Frana anche Sutera. Le abbondanti piogge degli ultimi giorni hanno provocato un dissesto geologico nel piccolo comune del Vallone.
   Le mura, alle falde del monte San Paolino, cosiddette della "vergogna" per essere state negli anni Settanta l’unico residuo di una ipotetica strada di collegamento tra il paese e la vetta del monte, hanno ceduto mettendo in pericolo anche la via di circonvallazione che collega il centro del paese al quartiere Rabato. Il sindaco Gero Difrancesco e l’Ufficio tecnico hanno constatato gli effetti di un crollo annunciato, allertando con celerità il Genio civile nisseno.

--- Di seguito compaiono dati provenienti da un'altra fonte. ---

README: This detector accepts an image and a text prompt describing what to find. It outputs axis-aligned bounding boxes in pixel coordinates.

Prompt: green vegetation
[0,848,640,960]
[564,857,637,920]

   L’ingegnere capo Antonio Castiglione che conosce molto bene la situazione geomorfologia del paese, pur trovandosi fuorisede, ha provveduto a verificare il dissesto tramite l’ingegnere Terenzio Noto e ad attivare la somma urgenza per la demolizione del blocco di conglomerato cementizio ed il contenimento dello smottamento.
   La situazione sembra essere per il momento sottocontrollo, sebbene il sindaco ha manifestato il timore che il muro possa portarsi dietro la strada sottostante come accadde per un altro di questi muri ciclopici negli anni passati ed ha concordato con l’Ufficio tecnico di monitorare i movimenti dei restanti muri con fessurimetri appositi.
   «Se la situazione dovesse peggiorare -dichiara il primo cittadino di Sutera- sarò costretto ad ordinare la chiusura della strada di circonvallazione fino a quando non interverrà il Genio Civile ». Al contempo il sindaco afferma di volere chiedere il riconoscimento dello stato di calamità naturale.